On Thu, 2010-08-26 at 23:23 +0200, Georg Homola wrote:
allow me one additional remark that may be crucial for those considering to invest in new cards. Although the Fermi class cards make use of the same architecture (Geforce GTX 480 and Tesla C2050 for example), for consumer products (GTX 400 series), double precision performance has been limited to a quarter of that of the "full" Fermi architecture (Tesla C20xx). Error checking and correcting memory (ECC) is also disabled on consumer cards. I don't really know how important double precision is for the CUDA enabled Freesurfer tools, but this could mean you have to buy four GTX cards to catch up with the performance of one Tesla card.
This is correct. At the moment, I don't think that I use double precision anywhere, hence we're experimenting with CUDA Capability 1.1. I may have to start using double precision, given the problems which have just been found with mri_em_register_cuda. However, I'm not sure what the performance impact of the degraded GeForce performance will be. I'm reasonably certain that most of the code is bandwidth bound, so if anything a GeForce will outpace a Tesla, even if it uses double precision.

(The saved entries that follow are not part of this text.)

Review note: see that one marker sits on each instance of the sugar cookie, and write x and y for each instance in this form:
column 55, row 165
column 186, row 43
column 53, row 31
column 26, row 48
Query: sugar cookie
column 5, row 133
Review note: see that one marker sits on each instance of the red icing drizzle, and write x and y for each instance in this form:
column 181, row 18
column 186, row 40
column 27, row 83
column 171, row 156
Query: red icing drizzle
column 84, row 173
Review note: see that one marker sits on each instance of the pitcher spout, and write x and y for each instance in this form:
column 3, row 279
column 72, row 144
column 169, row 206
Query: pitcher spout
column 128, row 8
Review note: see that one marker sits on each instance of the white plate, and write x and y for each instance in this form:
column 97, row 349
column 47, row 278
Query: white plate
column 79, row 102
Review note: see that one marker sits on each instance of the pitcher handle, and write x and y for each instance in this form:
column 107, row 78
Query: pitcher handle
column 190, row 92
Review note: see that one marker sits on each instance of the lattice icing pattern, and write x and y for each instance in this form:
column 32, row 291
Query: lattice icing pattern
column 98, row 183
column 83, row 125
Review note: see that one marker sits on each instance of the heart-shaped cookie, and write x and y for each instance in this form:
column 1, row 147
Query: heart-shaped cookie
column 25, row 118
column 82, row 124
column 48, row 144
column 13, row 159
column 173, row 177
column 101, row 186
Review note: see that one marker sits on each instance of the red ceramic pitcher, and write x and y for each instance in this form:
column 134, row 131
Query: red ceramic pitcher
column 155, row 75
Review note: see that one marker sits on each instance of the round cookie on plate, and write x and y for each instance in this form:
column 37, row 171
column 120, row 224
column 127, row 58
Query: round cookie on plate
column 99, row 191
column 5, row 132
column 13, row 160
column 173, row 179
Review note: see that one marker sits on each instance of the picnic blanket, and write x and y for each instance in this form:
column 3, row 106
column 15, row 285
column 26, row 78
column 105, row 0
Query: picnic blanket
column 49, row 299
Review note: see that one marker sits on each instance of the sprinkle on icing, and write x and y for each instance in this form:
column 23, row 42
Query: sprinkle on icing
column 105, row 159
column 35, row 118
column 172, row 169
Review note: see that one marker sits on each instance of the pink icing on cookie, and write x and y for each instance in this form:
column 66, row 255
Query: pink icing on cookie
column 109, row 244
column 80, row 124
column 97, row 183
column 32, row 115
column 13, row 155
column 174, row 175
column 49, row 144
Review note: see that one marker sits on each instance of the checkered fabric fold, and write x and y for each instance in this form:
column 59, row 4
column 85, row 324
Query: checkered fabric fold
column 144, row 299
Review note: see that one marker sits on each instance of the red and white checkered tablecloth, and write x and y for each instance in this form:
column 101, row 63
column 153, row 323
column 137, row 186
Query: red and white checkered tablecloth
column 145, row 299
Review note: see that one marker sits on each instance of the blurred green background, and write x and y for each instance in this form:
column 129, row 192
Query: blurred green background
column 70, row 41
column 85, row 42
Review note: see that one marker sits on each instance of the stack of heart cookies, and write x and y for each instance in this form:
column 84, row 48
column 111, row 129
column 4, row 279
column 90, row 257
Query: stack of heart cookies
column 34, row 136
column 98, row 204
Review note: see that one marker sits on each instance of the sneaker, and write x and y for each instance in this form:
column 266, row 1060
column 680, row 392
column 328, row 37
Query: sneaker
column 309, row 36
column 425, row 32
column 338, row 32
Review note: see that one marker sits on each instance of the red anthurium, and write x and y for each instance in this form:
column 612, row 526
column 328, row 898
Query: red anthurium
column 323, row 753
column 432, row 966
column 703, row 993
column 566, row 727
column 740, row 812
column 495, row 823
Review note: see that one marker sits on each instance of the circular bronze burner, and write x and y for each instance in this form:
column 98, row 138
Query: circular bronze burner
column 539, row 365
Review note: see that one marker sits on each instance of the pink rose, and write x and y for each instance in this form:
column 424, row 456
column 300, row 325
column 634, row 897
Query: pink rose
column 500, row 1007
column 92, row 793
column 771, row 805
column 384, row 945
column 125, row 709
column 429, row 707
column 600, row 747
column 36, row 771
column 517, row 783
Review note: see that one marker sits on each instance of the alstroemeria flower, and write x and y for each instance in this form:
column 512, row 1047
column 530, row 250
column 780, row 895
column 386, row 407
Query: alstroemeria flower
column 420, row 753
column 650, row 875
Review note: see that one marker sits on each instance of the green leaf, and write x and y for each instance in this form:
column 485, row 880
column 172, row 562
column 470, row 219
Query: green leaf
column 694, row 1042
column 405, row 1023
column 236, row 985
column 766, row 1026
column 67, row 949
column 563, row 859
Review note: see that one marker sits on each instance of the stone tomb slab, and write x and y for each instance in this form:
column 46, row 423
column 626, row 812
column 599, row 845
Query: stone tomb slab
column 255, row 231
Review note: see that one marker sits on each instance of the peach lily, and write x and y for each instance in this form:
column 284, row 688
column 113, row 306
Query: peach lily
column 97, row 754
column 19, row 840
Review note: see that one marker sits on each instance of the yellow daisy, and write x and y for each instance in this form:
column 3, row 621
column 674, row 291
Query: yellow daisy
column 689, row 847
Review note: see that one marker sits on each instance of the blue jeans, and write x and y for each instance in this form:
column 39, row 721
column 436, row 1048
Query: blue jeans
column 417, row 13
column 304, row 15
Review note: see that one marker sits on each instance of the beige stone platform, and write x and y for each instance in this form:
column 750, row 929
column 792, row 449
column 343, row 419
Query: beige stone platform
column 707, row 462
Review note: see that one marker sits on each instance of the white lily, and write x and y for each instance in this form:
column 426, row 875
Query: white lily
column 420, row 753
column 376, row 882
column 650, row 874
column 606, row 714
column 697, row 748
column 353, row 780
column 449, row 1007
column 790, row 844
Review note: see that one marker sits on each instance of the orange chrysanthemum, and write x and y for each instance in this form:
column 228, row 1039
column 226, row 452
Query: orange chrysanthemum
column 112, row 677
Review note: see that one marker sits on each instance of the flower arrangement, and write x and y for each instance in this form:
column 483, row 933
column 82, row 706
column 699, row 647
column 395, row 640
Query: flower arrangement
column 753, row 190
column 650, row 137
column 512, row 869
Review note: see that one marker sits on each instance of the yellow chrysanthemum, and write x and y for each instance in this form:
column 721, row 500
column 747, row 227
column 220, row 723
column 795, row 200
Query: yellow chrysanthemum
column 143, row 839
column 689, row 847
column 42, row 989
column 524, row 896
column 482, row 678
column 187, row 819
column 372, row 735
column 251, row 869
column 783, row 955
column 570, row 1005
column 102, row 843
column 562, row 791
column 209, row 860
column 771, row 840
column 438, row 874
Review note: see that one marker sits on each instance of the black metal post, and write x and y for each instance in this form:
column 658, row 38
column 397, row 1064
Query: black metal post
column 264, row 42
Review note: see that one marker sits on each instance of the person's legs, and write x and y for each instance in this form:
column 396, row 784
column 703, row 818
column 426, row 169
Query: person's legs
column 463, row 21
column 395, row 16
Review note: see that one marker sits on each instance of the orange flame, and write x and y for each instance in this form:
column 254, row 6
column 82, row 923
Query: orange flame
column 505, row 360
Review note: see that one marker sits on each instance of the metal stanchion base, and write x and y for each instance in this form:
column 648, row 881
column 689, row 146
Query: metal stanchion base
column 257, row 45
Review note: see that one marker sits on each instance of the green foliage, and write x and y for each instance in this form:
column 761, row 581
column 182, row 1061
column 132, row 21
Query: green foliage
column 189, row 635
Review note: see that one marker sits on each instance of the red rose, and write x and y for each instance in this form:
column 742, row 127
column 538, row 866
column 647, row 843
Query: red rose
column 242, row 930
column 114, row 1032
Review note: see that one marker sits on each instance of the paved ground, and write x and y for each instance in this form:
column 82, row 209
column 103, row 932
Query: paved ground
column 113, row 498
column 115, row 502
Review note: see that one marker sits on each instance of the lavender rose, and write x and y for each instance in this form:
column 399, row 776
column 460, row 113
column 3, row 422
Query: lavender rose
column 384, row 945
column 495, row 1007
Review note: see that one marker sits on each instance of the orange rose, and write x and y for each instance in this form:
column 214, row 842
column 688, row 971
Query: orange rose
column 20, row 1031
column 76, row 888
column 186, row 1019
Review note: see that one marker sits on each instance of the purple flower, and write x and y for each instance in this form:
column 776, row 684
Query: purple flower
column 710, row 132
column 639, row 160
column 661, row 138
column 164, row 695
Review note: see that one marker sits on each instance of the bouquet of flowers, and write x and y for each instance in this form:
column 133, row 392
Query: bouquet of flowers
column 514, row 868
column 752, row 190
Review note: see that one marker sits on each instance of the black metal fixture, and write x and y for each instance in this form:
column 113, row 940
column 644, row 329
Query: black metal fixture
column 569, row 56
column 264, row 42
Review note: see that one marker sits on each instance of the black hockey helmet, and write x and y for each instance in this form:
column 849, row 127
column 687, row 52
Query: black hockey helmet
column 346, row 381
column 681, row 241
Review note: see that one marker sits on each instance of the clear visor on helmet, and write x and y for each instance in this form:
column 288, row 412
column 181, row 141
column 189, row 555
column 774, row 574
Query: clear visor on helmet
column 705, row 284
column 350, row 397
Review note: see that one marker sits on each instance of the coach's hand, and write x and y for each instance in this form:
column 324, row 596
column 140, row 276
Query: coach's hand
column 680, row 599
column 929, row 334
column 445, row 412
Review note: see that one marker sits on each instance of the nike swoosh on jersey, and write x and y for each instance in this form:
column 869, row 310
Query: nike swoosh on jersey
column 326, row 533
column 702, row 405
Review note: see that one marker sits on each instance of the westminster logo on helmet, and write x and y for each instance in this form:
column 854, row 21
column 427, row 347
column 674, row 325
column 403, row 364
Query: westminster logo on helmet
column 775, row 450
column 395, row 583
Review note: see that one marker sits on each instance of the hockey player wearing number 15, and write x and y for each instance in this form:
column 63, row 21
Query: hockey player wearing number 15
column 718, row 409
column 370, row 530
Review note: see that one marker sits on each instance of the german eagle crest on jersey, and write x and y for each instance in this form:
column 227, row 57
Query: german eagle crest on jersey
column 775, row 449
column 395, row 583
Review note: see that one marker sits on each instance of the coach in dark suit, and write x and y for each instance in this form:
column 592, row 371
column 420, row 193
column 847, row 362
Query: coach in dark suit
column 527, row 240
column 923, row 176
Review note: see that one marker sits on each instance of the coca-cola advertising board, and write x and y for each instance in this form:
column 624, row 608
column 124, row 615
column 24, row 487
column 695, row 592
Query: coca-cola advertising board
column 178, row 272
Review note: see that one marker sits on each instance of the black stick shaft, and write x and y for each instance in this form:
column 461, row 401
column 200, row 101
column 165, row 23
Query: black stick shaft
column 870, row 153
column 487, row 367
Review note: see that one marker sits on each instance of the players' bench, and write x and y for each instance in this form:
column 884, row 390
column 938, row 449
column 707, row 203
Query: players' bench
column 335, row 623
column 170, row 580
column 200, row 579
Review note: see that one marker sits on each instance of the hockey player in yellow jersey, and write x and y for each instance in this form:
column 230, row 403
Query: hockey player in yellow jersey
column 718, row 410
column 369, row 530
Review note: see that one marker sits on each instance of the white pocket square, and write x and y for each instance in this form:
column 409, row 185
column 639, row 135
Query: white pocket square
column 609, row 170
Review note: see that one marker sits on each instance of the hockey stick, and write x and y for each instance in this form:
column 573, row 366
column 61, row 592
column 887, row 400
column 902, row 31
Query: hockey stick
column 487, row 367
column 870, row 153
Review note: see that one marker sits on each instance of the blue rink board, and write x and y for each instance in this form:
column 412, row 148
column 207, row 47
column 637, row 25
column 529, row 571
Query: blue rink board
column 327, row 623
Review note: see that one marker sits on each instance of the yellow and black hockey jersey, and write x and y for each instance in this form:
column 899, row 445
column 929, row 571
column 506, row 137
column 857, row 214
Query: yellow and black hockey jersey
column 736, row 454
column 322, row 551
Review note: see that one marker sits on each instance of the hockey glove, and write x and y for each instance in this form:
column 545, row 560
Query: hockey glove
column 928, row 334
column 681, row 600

Of greater concern is the amount of memory available. The Tesla cards have quite a bit more RAM. This is likely to become important in the near future, as I work to get the rest of the mri_ca_register pipeline onto the GPU - the GCA structure is quite sparse, but for the initial port, I'll burn RAM instead of coming up with a cunning packing method. There will be enough to debug without worrying about optimisation.
Regards,
Richard